Maju Kembali di Pilpres 2024
Meskipun sudah tiga kali kalah, Prabowo masih memiliki ambisi untuk maju kembali di Pilpres 2024. Ia telah resmi mendeklarasikan diri sebagai calon presiden pada Juni 2023, dengan alasan adanya desakan dari para pengurus partainya. Namun, apakah ia masih memiliki peluang untuk menang?
Menurut Cecep Hidayat, peluang Prabowo untuk menang di Pilpres 2024 sangat tipis. Ia mengatakan bahwa Prabowo sudah kehilangan momentum dan popularitasnya di mata publik. Ia juga menghadapi persaingan yang semakin ketat dari kandidat-kandidat lain yang lebih muda dan segar.

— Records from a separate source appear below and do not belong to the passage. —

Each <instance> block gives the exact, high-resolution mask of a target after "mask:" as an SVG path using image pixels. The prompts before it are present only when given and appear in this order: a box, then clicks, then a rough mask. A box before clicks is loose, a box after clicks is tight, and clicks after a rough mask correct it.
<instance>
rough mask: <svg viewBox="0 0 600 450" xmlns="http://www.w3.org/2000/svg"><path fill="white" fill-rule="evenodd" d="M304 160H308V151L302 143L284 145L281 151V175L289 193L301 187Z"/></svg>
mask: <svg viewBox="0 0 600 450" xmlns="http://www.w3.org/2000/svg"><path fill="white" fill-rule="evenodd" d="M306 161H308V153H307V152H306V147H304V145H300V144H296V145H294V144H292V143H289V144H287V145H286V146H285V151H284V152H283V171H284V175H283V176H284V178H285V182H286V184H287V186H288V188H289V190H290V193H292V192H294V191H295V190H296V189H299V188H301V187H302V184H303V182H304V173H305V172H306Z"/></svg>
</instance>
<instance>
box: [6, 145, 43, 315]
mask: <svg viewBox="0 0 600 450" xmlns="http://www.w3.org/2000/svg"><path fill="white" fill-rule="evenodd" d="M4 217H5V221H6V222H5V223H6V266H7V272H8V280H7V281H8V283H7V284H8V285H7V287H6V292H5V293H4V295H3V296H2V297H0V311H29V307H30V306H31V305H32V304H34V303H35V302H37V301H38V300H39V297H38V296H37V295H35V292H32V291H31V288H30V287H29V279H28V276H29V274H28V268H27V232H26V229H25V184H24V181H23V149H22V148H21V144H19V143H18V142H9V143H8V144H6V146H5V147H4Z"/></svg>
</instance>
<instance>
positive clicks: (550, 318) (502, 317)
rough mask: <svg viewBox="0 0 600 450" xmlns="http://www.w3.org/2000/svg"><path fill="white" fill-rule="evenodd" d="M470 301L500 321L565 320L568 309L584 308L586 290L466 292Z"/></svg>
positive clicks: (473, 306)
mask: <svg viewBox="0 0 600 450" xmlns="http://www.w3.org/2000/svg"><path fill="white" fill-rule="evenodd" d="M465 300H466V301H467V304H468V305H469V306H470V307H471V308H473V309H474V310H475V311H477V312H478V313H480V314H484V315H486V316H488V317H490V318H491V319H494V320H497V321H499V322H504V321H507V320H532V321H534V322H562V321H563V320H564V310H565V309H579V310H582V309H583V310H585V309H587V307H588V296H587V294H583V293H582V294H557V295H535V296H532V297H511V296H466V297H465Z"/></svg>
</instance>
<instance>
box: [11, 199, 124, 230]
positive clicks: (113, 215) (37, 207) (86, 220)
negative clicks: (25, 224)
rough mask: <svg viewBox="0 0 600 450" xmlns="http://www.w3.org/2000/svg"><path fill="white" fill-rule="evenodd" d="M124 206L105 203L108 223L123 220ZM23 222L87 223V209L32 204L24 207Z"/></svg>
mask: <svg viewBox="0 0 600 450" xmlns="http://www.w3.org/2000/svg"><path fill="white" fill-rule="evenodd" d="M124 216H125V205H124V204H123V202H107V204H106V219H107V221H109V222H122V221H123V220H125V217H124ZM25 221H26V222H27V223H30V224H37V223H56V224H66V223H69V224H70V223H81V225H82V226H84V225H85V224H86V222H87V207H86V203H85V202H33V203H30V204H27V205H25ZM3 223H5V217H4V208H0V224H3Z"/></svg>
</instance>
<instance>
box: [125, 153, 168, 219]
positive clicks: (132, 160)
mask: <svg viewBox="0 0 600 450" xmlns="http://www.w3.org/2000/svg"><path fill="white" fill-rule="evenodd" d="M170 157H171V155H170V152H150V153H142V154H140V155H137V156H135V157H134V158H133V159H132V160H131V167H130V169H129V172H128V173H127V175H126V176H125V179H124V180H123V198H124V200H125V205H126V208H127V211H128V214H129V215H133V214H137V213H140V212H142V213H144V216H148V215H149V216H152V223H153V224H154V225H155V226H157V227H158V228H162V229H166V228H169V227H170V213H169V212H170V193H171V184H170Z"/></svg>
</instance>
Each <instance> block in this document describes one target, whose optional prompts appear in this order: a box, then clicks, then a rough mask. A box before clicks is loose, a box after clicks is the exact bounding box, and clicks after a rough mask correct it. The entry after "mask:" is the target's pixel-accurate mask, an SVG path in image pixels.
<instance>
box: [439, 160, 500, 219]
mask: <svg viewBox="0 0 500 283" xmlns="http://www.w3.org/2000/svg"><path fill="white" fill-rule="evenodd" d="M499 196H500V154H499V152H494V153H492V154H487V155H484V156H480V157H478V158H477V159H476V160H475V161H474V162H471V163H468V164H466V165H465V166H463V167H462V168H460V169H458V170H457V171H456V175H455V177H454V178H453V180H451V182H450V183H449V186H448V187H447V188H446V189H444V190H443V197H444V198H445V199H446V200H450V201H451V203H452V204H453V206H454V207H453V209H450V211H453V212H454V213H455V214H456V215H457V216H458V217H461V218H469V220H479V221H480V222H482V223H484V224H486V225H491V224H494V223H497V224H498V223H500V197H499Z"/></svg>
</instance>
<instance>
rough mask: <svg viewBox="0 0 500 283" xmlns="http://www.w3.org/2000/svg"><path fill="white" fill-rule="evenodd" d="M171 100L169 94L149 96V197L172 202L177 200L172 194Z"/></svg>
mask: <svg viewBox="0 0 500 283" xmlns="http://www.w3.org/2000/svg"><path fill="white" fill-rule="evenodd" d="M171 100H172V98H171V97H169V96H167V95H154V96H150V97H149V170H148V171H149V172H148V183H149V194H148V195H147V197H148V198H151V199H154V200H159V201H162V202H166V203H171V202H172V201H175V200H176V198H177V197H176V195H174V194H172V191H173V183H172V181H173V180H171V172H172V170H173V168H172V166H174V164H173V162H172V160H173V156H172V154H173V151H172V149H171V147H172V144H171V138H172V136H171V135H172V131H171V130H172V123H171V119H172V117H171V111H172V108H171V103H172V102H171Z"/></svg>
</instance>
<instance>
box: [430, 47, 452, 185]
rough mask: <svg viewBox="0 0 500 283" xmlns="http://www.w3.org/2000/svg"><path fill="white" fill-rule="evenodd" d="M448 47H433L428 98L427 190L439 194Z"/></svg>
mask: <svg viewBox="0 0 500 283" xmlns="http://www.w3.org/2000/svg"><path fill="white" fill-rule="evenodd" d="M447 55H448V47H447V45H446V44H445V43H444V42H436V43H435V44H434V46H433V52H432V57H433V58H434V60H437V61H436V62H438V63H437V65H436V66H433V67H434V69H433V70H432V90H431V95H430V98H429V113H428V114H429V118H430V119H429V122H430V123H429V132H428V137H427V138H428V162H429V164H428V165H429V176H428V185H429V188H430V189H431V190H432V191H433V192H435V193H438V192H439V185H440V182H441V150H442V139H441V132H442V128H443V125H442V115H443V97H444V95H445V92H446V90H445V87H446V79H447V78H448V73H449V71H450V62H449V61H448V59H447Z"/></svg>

“Prabowo sudah terlalu lama berada di panggung politik. Ia sudah tidak menarik lagi bagi pemilih, terutama generasi muda. Ia juga sudah tidak punya kejutan atau keunggulan apa-apa lagi. Ia hanya mengandalkan nama besarnya dan basis pendukungnya yang loyal, tapi itu tidak cukup,” ujar Cecep.
Cecep menyarankan agar Prabowo lebih realistis dan legowo dalam menghadapi Pilpres 2024. Ia mengatakan bahwa Prabowo sebaiknya tidak lagi maju sebagai calon presiden, melainkan sebagai calon wakil presiden atau king maker bagi kandidat lain yang lebih potensial.
“Prabowo harus sadar bahwa ia sudah tidak punya peluang lagi untuk menjadi presiden. Ia harus mau mundur dari panggung utama dan memberi kesempatan kepada kader-kader muda yang lebih berbakat dan berkualitas. Ia bisa menjadi cawapres atau pendukung bagi kandidat seperti Ganjar Pranowo, Ridwan Kamil, Anies Baswedan, atau Sandiaga Uno,” tutur Cecep.
Sementara itu, Agung Baskoro berpendapat bahwa peluang Prabowo untuk menang di Pilpres 2024 masih ada, asalkan ia mau melakukan perubahan sikap dan strategi. Ia mengatakan bahwa Prabowo harus lebih terbuka, sabar, dan bijaksana dalam berkomunikasi dengan publik. Ia juga harus menawarkan visi dan program yang lebih jelas dan konkret kepada masyarakat.
Prabowo harus belajar dari pengalaman-pengalaman sebelumnya.